Accountability Processes

TheNextBigStep discussions noted three levels of accountability: identifying and/or remedying problematic communities, problematic leaders in the IC movement, and accountability of individuals within intentional communities. A commitment to egalitarian forms of governance currently prevails in the intentional communities movement. A distributed leadership model is going to be the only model acceptable to the movement, which makes accountability a challenge, but still possible. Many fields of professional practice have organizations that are given by the practitioners themselves the authority to discipline those that stray from accepted practices (for example, accreditation in medicine or higher education). In this way, the professions are able to keep a greater degree of autonomy; political and legal authorities are less often called on to set guidelines or mediate disputes. Leaders of intentional communities similarly will want to avoid becoming subject to external regulation by adhering to a set of guidelines that protects against the most egregious extremes. Intentional communities have gained wider acceptance as cohousing has become more available, but there is still stigma around income-sharing communes as practiced by more radical counterculture groups. However groups want to structure their communities, the movement will retain greater flexibility and autonomy if leaders of all types of communities agree to hold themselves to agreed-on standards. This could take the form of regional coalitions, in which one elder each from several nearby communities would come together to resolve a dispute or investigate a claim of exploitative behavior, if a group is unable to resolve an issue itself. Groups entering into a regional association may be tasked with presenting foundational agreements in writing, to show they have in place clear agreements among themselves and an internal dispute resolution process. This could help the movement to avoid becoming known for becoming embroiled in frequent lawsuits. As municipalities come to see intentional communities as stable and positively contributing entities, they will be more willing to agree to zoning requests that allow for IC goals to proceed. Similarly, funders will feel more confident in making loans that would traditionally be offered only to a corporation or individual.

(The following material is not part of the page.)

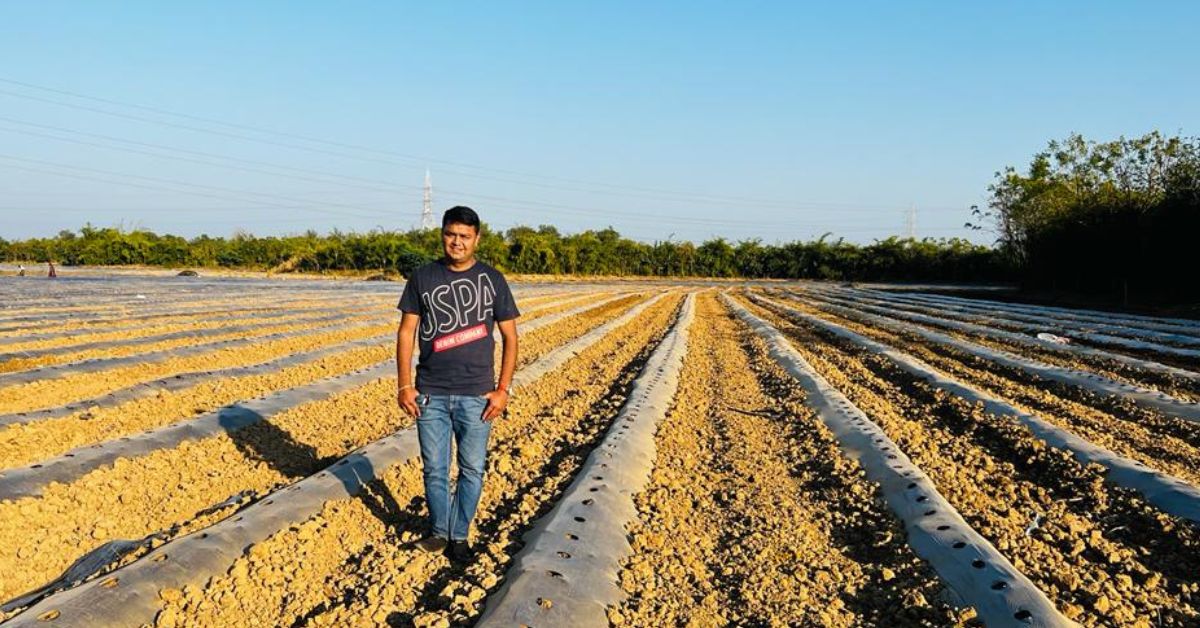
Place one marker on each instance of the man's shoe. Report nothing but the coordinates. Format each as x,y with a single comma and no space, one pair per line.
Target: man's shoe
431,544
459,551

Regional Organizing for Intentional Communities and Allied Organizations

People allied with various counterculture movements are often those most drawn to intentional communities. Many communities will resist suggestions to set up authoritative bodies to impose restrictions on intentional communities. Yet, such self-selected and bodies voluntarily allied with may offer the best protections and freedoms the movement can create. For example, when groups try to engage in experimental forms of building or waste disposal, it only takes one unhappy neighbor to put a halt to their plans and possibly put their entire financial standing in jeopardy with fines or legal challenges. There are several clear benefits and uses for contributing modest fees to fund organizations offering oversight.

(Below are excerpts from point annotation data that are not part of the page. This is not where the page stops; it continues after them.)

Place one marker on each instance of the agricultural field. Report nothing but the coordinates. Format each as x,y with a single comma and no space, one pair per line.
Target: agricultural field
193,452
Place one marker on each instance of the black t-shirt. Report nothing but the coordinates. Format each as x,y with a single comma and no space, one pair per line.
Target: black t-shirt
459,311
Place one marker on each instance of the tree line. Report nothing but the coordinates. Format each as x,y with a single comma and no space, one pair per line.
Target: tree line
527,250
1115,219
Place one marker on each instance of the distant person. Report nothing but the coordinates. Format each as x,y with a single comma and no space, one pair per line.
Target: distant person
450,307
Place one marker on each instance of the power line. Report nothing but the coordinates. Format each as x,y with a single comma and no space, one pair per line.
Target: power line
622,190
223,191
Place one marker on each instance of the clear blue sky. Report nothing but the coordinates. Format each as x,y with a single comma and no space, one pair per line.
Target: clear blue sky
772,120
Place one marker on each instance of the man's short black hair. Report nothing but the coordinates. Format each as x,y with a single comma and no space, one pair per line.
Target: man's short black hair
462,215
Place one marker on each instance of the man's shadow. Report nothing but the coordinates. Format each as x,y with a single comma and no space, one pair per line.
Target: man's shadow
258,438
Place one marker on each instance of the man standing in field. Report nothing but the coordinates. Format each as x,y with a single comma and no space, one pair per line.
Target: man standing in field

Sanitation inspectors. Consider a particularly loaded issue that many ecovillages care strongly about: utilizing humanure as a resource for tree crops, rather than sending it into semi-wild areas where it often is a pollutant. If a set of standards could be developed by (for example) the Global Ecovillage Network, based on permaculture research, some municipalities and counties would be likely to accept alternative human waste disposal systems. The certifying organization could be paid a modest fee to train compliance personnel, and to certify compliance of a site each decade. This would likely be no more and no less a hassle than the various inspections that builders of any kind must submit to, and which are intended to protect the public interest. It is a realistic path forward. This could expand the territory in which ecovillages could build, which is currently limited to areas with the most relaxed building restrictions.

Building inspectors. Some ecovillages have done research on use of alternative building materials and methods. If these can be collected into a database, professional consultants could get certified in standard municipal or county training, then more effectively advocate for their competence to certify alternative building materials and methods as being up to code.